Run the mvn package command to compile and package the files into the sparkDataFrame-1.0-SNAPSHOT.jar package.
In the left-side navigation pane of the EMR Serverless Spark page, click Files.
On the Files page, click Upload File.
Upload the sparkDataFrame-1.0-SNAPSHOT.jar package.

Step 5: Create and run a job

JAR job

In the left-side navigation pane of the EMR Serverless Spark page, click Data Development.
Click Create.
In the Create dialog box, enter a name in the Name field, choose Batch Job > JAR from the Type drop-down list, and then click OK.

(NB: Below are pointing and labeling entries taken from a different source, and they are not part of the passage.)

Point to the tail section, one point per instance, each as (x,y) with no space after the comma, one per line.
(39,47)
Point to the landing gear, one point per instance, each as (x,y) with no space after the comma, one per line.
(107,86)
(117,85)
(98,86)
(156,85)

Configure the parameters that are described in the following table and click Run.

Parameter	Description
Main JAR Resource	Enter the path of the resource file that you uploaded in the previous step. In this example, enter the path of the sparkDataFrame-1.0-SNAPSHOT.jar package.
Main Class	The main class that is specified when the Spark job is submitted. In this example, enter com.example.DataFrameExample.
Spark Configuration	Enter the Spark configurations. The following code provides an example of Spark configurations: `spark.hadoop.hive.metastore.uris thrift://...:9083 spark.hadoop.hive.imetastoreclient.factory.class org.apache.hadoop.hive.ql.metadata.SessionHiveMetaStoreClientFactory spark.emr.serverless.network.service.name <yourConnectionName>` Replace the following information based on your business requirements: `...` indicate the internal IP address of Hive Metastore. In this example, the internal IP address of the master node of the EMR cluster is used. You can view the internal IP address on the Nodes tab of the EMR cluster. Replace `<yourConnectionName>` with the network connection name that you specified in Step 1.

After you run the job, on the Execution Records tab, click Details in the Actions column of the job.
View the logs. In the left-side navigation pane of the EMR Serverless Spark page, choose Operation Center > Job History. On the Job History page, click the Development Job Runs tab. Then, find the desired job run and click the name of the job run. On the page that appears, click the Log Exploration tab.

Spark SQL job

Create and start an SQL session. For more information, see Manage SQL sessions.
You must configure the following parameters for Spark Configuration.
```
spark.hadoop.hive.metastore.uris thrift://*.*.*.*:9083
spark.hadoop.hive.imetastoreclient.factory.class org.apache.hadoop.hive.ql.metadata.SessionHiveMetaStoreClientFactory
spark.emr.serverless.network.service.name <yourConnectionName>
```
Replace the following information based on your business requirements:
- Replace *.*.*.* with the internal IP address of Hive Metastore. In this example, the internal IP address of the master node of the EMR cluster is used. You can view the internal IP address on the Nodes tab of the EMR cluster.
- Replace <yourConnectionName> with the network connection name that you specified in Step 1.
In the left-side navigation pane of the EMR Serverless Spark page, click Data Development.
Click Create.
In the Create dialog box, enter a name in the Name field, choose SQL > SparkSQL from the Type drop-down list, and then click OK.
Select a catalog from the Default Catalog drop-down list, a database from the Default Database drop-down list, and a started SQL session from the SQL Sessions drop-down list. Then, enter the following command in the code editor and click Run.
```
SELECT * FROM default.my_table;
```
Note
If you want to deploy external Metastore-based SQL code to a workflow, make sure that the table name is specified in the db.table_name format in your SQL statement. You must also select a default database from the Default Catalog drop-down list in the upper-right corner of the Development page. The catalog must be in the catalog_id.default format.
You can view the returned information on the Execution Results tab in the lower part of the page.